Polygon offsetting is certainly possible to do yourself. It is not nearly as involved as Bezier or B-spline offsetting is. First you want to decide how to deal with:
Areas with no info, in essence how to deal with the joins. Do you just extend the line to the common intersection (miter join) or do you just connect the endpoints (bevel). You could also use round, parabolic or other join styles if you wish. Options here are unlimited.
For the purposes of this discussion I will assume you will want a miter or bevel join.
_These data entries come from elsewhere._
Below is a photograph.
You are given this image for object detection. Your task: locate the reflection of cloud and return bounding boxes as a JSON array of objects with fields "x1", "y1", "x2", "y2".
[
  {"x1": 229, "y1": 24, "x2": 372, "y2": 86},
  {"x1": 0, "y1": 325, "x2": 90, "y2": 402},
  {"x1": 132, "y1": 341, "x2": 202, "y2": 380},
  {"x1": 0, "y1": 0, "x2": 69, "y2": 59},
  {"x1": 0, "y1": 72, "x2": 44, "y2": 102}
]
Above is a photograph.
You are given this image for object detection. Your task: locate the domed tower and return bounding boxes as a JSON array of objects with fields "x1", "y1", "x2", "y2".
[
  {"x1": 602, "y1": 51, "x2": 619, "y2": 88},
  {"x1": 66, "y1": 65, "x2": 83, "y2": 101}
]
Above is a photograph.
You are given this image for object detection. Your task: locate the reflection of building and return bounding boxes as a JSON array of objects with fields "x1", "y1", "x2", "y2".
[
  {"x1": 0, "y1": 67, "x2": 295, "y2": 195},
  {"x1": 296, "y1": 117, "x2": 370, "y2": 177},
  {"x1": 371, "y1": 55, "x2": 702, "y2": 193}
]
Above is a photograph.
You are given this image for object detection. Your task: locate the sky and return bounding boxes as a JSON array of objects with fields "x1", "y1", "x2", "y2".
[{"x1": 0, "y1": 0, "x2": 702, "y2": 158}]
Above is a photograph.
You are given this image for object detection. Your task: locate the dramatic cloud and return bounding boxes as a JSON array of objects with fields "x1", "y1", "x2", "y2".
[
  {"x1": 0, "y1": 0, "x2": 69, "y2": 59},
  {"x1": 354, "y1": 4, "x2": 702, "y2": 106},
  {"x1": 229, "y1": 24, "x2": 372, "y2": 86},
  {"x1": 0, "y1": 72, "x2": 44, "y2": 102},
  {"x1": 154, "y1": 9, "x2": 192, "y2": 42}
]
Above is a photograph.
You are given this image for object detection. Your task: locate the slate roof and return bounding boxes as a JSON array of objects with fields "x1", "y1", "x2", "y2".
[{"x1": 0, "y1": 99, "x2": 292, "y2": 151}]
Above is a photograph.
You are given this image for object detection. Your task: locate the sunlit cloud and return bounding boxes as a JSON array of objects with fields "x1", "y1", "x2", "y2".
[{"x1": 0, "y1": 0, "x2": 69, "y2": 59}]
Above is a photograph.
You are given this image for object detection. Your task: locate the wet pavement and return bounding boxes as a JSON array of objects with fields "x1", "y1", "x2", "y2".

How do you want to deal with sidedness. Is an open curve's offset closed or just on the other side. Other than that the convention is usually in 2D that outside is on the clockwise side of the path
So lets look at what happens when 2 straight lines join and they are offset.
Image 1: Situation in 2D.
For a beveled corner join vector, from any point to its offset is magnitude of $a$. Take the direction of the segment rotated counterclockwise 90 degrees then multiply that with the length of offset. Or in the case of the picture in mathematical notation
$$
A' = A + a\bigg(\big|B-A\big| \begin{bmatrix}
0 & 1\\
-1 & 0
\end{bmatrix}\bigg)
$$
Where $a$ is the amount of offset. This assumes lines go from $A$ to $B$ to $C$. Connecting segments must be processed on both sides separately. The same formula can be used for all the points. Then just connect $B'^1$ to $B'^2$ with a line. In case you are matrix illiterate, the matrix says swap x and y coordinate and invert the x value.
For a miter join the following applies:
Image 2: Situation of miter.
$$
B^{B-B'^{1}} = a\bigg(\big|B-A\big| \begin{bmatrix}
0 & 1\\
-1 & 0
\end{bmatrix}\bigg)
$$
$$
B' = B+\dfrac{ B^{B-B'^{1}}}{B^{B-B'^{1}} \cdot (|B-A|-|C-B|)}
$$
The above can be heavily simplified but I'll leave that to the reader.
Now the reason to use a library is that when the curves start to self intersect it gets a bit tedious to manage this. So just find a library that does this for you and you'll save a lot of time.